Let’s say a robotics company needs a custom classifier that their robot can use to look at a photo and decide what action to perform. 

“If companies use OpenAI or Anthropic’s LLMs to do this today, they can never improve their models over time because taking the output from previous examples, sorting the good ones from the bad, and feeding that back into the model to fine-tune the version is prohibited on all the powerful models today. Even the older, less powerful OpenAI models that do permit fine-tuning, are prohibitively expensive to do so,” Thambapillai explained. 
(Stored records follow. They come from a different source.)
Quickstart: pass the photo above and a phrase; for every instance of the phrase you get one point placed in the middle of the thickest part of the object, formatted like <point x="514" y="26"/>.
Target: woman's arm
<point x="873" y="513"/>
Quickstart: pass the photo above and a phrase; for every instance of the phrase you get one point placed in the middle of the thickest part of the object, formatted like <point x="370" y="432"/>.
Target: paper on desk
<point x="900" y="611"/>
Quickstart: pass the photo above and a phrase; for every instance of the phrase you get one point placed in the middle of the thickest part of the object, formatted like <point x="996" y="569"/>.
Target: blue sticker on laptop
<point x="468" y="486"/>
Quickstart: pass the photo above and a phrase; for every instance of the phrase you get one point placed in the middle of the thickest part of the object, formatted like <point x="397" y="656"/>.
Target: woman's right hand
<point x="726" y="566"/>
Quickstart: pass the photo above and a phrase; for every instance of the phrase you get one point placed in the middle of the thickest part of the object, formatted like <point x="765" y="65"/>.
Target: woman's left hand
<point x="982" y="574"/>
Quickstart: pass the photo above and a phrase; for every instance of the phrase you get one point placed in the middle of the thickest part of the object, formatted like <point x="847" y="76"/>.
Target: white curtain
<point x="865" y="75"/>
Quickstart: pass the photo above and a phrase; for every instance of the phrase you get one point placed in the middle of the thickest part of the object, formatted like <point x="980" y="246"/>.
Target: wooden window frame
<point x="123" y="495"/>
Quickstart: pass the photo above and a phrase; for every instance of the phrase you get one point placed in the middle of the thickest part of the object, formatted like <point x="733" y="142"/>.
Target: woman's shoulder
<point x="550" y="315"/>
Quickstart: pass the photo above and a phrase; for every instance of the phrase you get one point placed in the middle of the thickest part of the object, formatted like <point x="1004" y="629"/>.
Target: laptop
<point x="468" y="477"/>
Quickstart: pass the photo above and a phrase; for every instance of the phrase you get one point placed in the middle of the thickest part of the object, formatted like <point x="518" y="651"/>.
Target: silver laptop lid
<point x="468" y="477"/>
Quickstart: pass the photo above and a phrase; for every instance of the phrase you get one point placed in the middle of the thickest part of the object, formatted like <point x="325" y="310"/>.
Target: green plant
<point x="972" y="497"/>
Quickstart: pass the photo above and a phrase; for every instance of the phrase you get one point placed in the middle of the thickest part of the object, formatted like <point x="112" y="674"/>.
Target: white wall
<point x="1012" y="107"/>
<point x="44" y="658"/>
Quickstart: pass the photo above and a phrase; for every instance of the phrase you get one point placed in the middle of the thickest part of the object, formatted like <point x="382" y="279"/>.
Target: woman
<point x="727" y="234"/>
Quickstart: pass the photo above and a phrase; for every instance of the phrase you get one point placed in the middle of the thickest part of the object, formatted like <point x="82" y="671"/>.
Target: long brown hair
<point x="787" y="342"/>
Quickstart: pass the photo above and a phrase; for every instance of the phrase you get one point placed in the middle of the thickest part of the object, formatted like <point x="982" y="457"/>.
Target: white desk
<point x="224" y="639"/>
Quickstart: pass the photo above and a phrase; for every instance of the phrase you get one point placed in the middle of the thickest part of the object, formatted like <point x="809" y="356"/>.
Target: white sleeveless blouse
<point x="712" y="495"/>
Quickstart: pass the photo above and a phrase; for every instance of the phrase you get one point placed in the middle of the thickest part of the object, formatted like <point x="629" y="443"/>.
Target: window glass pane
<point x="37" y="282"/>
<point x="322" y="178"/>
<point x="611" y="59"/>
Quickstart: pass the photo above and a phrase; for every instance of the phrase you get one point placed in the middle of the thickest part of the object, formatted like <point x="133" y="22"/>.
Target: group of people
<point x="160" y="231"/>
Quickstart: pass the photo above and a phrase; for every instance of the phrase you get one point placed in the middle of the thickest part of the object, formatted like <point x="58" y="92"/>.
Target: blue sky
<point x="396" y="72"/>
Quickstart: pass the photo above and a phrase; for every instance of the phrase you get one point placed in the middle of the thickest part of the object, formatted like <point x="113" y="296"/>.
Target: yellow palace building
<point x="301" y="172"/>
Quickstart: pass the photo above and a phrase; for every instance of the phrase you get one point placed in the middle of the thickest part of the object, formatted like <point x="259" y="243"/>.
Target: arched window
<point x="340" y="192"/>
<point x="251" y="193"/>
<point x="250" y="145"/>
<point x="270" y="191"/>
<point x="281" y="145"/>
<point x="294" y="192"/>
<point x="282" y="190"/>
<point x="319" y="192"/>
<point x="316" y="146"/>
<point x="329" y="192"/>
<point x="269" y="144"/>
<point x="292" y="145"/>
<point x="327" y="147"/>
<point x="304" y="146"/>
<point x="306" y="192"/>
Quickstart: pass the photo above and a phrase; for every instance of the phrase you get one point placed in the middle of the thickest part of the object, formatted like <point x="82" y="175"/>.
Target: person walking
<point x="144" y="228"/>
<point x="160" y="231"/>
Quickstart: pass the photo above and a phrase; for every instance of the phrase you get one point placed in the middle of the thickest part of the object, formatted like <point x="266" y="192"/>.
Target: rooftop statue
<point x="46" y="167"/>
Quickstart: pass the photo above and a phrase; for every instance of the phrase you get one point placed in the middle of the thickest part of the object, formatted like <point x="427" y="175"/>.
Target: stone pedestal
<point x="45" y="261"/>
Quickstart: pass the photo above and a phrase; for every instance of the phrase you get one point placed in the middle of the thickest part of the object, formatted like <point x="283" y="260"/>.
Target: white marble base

Open or truly Open-Source? 

There’s also something of a strange caveat that Llama 2 has, which was discovered belatedly. Meta has certain conditions around the licensing of Llama 2 which do not meet the technical definition of open-source as stated by its governing body, the Open Source Initiative or OSI. Specifically, Meta forbids Llama 2’s usage to train other models, while also stating that a special license must be obtained if the model is used in any app or service with more than 700 million monthly users. 

These restrictions effectively contain competition, while also garnering the tag of being “open” to gain favour with independent researchers within the community, making Meta look much better than OpenAI and Google. 

There are also some fresh additions to the Llama 2 paper in the aftermath of questions raised around the safety and environmental impact of LLMs. The paper has a separate section discussing the carbon footprint cost of training Llama 2 based on the number of GPU hours, which is a first.